La palabra apareció sola en la mente de Irene mientras caminaba de regreso a su casa después de despedirse de Adrián.
Riesgo.
No como una amenaza.
Como una verdad.
Hablar, perdonarse, reconocer lo que sentían y hasta “firmar” ese contrato emocional en una banca de parque había sido profundamente honesto… pero también abría la puerta a algo que ninguno podía ignorar.
Volver a elegirse implicaba volver a exponerse.
Y esta vez, sin excusas.
Esa noche, Irene no logró dormir con facilidad.
Se recostó mirando el techo, repasando cada palabra que habían dicho. No buscaba dudas. Buscaba entender por qué, a pesar de la paz que había sentido al hablar con Adrián, ahora sentía un ligero temblor interno.
No era miedo a él.
Era miedo a lo que significaba volver a intentarlo.
Porque ya no podían culpar al entorno si algo salía mal.
Esta vez, si se rompía, sería por ellos.
Y eso la dejaba completamente vulnerable.
Adrián, en su apartamento, caminaba de un lado a otro con el teléfono en la mano sin darse cuenta. No pensaba llamar. Solo necesitaba moverse.
Había pasado años tomando decisiones calculadas, evaluando riesgos con precisión casi matemática.
Pero esto no tenía números.
No tenía gráficos.
No tenía proyecciones.
Solo tenía una verdad simple y aterradora:
quería volver a estar con Irene.
Y eso implicaba arriesgar algo que no sabía cómo medir.
A la mañana siguiente, Irene se despertó con una claridad nueva.
No se trataba de si quería intentarlo.
Eso ya estaba decidido.
Se trataba de aceptar que intentarlo significaba caminar sin red de seguridad.
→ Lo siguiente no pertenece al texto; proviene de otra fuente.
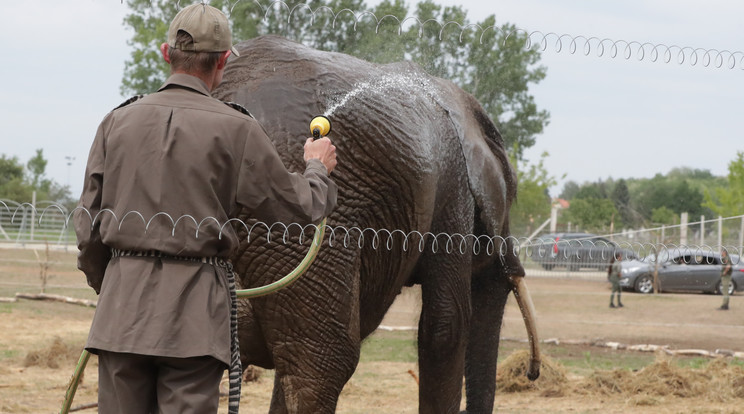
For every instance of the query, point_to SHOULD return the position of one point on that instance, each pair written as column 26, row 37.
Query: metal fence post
column 33, row 215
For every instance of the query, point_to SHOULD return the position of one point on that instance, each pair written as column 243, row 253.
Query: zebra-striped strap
column 236, row 368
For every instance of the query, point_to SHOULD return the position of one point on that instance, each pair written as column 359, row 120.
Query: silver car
column 681, row 270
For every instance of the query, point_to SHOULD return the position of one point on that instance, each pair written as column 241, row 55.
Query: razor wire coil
column 543, row 41
column 355, row 237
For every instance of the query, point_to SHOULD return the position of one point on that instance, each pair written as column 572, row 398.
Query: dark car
column 681, row 270
column 575, row 251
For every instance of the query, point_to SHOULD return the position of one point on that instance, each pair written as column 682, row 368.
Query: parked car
column 575, row 251
column 681, row 270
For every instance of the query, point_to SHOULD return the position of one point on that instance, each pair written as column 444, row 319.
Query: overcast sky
column 610, row 117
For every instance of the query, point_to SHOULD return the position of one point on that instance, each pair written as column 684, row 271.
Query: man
column 165, row 173
column 613, row 274
column 726, row 271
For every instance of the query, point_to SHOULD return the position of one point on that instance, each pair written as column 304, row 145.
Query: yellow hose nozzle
column 320, row 126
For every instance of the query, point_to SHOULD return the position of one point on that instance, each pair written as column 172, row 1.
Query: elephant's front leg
column 443, row 329
column 314, row 344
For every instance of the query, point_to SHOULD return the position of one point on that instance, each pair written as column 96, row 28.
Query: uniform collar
column 186, row 81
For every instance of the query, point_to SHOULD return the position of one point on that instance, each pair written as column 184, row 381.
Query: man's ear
column 164, row 49
column 223, row 59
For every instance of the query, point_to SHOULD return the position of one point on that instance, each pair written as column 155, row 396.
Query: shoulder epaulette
column 130, row 100
column 238, row 107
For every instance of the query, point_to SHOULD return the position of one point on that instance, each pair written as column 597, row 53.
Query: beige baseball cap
column 208, row 27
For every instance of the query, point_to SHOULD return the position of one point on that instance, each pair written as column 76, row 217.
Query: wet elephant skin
column 420, row 156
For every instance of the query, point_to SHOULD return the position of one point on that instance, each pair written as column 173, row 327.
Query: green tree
column 663, row 215
column 18, row 182
column 592, row 214
column 597, row 190
column 491, row 63
column 533, row 203
column 12, row 180
column 729, row 200
column 621, row 197
column 570, row 189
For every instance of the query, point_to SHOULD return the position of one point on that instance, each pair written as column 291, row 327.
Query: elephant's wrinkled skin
column 421, row 156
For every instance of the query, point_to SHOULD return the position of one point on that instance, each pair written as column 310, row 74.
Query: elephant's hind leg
column 443, row 329
column 490, row 292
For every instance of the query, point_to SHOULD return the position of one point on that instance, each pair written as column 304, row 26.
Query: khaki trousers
column 142, row 384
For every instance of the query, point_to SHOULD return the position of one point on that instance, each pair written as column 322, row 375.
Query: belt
column 236, row 369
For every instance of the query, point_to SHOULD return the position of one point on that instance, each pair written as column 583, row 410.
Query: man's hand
column 321, row 149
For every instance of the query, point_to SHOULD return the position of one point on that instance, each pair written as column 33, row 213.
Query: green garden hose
column 242, row 294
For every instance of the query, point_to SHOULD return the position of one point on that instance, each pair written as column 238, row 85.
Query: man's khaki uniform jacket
column 160, row 169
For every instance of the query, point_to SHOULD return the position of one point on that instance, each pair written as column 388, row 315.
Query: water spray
column 320, row 126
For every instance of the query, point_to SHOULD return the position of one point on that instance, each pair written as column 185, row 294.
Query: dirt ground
column 567, row 309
Se preparó café y se sentó frente a la ventana con la taza caliente entre las manos.
Pensó en todo lo que habían vivido. En cómo el amor entre ellos no había nacido en un espacio fácil. En cómo había sobrevivido incluso a la distancia.
Y entendió que, precisamente por eso, valía la pena el riesgo.
Porque no era algo frágil.
Era algo probado.
Adrián, en su oficina, miraba el escritorio vacío que había pertenecido a Irene.
Por primera vez desde que ella se fue, no sintió tristeza al verlo.
Sintió determinación.
Porque entendió algo con una claridad distinta:
el verdadero riesgo no era volver a intentarlo con ella.
El verdadero riesgo había sido dejarla ir.
Cuando Irene recibió el mensaje de Adrián al mediodía, no sonrió.
Respiró hondo.
¿Café esta tarde?
Nada más.
Sin declaraciones grandes. Sin dramatismo.
Solo un paso pequeño.
Irene miró el mensaje varios segundos antes de responder.
Sí.
Y mientras dejaba el teléfono sobre la mesa, sintió que algo dentro de ella se acomodaba.
Porque había aceptado, finalmente, que amar a Adrián no era lo que la ponía en riesgo.
Lo que la ponía en riesgo era no intentarlo.